Docs Simulator Blog About Github ↗

Fault Types

The three fault types in MAFIS (Overheat, Breakdown, Latency), the four fault scenarios, and how FaultSource distinguishes automatic from manual injection.

MAFIS has three fault types that describe what happens to an agent, and four fault scenarios that describe how and when faults are triggered. All fault events go through the same cascade pipeline (ADG → BFS → replan), which makes their resilience metrics scientifically comparable regardless of how they were triggered.

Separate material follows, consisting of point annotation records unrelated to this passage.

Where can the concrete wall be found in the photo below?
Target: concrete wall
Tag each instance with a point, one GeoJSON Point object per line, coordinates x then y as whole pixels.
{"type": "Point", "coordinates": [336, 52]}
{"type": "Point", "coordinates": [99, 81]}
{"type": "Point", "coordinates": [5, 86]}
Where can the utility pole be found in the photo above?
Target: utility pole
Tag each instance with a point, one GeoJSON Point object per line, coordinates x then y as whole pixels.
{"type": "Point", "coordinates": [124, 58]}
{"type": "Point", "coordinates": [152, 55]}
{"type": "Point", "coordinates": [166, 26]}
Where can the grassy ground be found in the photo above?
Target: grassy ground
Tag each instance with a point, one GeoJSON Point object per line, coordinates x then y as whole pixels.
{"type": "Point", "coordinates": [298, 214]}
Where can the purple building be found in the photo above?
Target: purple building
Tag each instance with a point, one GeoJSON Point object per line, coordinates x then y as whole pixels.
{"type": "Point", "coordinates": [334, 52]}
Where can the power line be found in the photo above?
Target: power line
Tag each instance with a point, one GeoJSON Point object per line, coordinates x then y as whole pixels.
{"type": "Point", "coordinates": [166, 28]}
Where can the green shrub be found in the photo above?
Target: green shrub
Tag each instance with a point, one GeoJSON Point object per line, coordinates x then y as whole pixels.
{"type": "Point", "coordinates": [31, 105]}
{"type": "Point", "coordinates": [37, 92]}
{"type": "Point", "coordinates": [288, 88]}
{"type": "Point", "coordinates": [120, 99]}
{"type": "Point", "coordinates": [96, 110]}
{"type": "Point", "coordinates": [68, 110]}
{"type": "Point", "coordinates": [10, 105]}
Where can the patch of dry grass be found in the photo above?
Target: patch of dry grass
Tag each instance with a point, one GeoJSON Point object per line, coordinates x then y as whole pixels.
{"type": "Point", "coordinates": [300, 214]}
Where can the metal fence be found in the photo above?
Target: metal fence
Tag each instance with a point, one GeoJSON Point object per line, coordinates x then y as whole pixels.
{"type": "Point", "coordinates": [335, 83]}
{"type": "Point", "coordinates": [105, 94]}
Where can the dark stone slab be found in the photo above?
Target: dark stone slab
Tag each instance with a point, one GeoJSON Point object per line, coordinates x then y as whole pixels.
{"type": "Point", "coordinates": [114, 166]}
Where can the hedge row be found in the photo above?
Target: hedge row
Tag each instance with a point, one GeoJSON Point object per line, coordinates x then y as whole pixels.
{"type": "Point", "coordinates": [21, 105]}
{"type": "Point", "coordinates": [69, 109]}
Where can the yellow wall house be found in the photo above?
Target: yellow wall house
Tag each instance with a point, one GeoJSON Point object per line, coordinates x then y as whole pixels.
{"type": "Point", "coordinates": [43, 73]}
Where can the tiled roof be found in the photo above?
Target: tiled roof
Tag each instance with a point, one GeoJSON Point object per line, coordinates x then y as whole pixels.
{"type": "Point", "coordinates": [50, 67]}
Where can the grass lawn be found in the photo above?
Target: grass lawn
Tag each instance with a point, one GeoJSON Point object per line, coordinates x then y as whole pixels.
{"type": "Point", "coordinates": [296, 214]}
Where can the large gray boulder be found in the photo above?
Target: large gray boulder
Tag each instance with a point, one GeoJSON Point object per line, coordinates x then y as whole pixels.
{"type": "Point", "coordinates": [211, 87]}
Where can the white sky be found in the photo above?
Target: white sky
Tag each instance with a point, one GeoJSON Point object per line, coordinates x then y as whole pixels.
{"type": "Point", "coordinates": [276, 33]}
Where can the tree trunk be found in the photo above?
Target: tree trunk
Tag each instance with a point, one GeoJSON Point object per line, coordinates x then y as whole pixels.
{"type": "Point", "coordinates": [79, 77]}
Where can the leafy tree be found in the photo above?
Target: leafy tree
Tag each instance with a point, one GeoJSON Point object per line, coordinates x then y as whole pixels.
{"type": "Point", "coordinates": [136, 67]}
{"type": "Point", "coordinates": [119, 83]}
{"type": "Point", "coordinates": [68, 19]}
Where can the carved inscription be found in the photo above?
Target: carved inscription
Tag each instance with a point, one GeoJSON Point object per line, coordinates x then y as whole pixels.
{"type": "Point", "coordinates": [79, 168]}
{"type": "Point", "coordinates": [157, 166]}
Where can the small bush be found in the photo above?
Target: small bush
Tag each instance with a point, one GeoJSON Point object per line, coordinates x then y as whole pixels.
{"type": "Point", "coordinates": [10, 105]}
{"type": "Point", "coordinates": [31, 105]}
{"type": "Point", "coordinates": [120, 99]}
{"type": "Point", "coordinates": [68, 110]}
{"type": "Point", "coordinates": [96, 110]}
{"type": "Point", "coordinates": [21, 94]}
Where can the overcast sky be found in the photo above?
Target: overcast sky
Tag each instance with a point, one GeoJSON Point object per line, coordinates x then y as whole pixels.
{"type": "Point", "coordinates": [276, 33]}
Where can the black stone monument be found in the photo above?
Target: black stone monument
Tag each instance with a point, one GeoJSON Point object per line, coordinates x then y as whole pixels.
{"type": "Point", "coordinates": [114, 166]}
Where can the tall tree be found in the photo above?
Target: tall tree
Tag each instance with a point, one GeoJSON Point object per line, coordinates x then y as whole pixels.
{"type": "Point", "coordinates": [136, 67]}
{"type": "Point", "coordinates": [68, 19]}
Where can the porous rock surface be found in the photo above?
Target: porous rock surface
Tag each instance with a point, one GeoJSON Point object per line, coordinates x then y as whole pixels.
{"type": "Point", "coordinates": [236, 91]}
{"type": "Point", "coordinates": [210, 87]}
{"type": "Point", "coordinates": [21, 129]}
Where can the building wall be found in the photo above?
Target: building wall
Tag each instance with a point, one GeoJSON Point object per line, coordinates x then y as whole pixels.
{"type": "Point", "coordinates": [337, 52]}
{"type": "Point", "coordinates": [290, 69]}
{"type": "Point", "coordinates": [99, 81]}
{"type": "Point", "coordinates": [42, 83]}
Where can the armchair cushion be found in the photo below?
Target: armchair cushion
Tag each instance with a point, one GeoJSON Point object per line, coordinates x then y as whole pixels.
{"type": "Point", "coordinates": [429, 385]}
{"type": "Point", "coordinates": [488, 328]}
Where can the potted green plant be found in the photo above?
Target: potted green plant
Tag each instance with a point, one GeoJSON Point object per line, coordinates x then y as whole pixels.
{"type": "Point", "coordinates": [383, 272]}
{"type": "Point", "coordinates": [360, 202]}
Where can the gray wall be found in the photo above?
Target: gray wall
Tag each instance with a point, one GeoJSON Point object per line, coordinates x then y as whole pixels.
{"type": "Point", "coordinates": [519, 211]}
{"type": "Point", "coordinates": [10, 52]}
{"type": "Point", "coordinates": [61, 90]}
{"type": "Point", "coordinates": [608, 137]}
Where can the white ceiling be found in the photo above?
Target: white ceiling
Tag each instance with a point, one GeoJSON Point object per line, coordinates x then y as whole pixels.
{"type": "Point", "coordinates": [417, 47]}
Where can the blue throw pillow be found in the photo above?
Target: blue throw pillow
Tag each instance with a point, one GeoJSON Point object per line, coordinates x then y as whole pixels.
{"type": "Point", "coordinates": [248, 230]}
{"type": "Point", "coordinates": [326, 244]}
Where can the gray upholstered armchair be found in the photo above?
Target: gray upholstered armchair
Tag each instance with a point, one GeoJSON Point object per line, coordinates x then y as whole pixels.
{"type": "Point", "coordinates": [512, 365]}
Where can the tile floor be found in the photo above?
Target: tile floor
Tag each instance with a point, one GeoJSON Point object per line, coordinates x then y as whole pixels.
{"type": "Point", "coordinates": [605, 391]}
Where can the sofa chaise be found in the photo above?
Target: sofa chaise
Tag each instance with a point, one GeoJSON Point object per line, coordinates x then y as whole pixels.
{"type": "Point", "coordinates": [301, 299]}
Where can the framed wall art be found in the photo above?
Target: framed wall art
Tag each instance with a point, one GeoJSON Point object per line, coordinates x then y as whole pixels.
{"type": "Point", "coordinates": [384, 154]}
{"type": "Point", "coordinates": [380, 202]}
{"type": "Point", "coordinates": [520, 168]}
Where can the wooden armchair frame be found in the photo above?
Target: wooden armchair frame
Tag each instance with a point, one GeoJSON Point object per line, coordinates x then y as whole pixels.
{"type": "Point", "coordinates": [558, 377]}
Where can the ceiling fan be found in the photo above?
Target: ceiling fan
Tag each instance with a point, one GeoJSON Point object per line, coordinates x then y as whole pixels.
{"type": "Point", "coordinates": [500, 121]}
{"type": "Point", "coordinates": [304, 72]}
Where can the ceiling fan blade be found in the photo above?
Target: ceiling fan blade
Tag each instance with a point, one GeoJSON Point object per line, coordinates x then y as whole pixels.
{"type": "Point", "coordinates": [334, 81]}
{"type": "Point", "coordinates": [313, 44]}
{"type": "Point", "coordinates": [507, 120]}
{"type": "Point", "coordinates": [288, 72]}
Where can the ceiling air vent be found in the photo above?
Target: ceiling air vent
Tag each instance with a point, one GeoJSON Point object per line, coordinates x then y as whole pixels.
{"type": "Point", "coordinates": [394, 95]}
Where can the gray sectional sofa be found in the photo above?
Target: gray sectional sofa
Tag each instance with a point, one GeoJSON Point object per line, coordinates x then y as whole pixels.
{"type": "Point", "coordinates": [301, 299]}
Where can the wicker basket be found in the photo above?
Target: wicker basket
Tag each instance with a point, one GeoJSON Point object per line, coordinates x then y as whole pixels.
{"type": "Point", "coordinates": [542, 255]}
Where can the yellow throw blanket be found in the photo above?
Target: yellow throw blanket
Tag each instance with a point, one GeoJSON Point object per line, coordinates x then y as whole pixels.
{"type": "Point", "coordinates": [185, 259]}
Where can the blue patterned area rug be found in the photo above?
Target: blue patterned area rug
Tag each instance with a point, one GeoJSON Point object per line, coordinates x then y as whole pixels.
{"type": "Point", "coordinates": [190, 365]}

Fault Types (What Happens)

TypeAgent StateGrid EffectDuration
OverheatDeadCell becomes obstaclePermanent
BreakdownDeadCell becomes obstaclePermanent
LatencyAlive, degradedNoneTemporary (N ticks)

Overheat

Triggered when an agent’s accumulated operational wear reaches its pre-sampled Weibull failure time (see Wear & Heat System). The agent dies, its cell becomes a permanent obstacle, and all agents whose paths cross that cell must replan. Overheat faults are automatic, arising from the Weibull wear model during continuous operation.

Breakdown

A permanent death fault with the same consequences as Overheat. The agent dies and becomes a permanent obstacle. The distinction is in the trigger. Breakdown fires for scheduled burst events (e.g., “kill 20% of agents at tick 100”), while Overheat arises from the continuous Weibull wear model. Both produce identical cascade consequences.

[!WARNING] Overheat and Breakdown are permanent. The agent dies and its cell becomes an obstacle for the remainder of the simulation. Plan your fault intensity accordingly.

Latency

An agent-level degradation fault. The affected agent executes Action::Wait for N consecutive ticks regardless of what the solver would assign. After N ticks, the agent resumes normal operation. The agent is alive and occupying a cell during latency. It is not an obstacle, but it is unresponsive to the planner.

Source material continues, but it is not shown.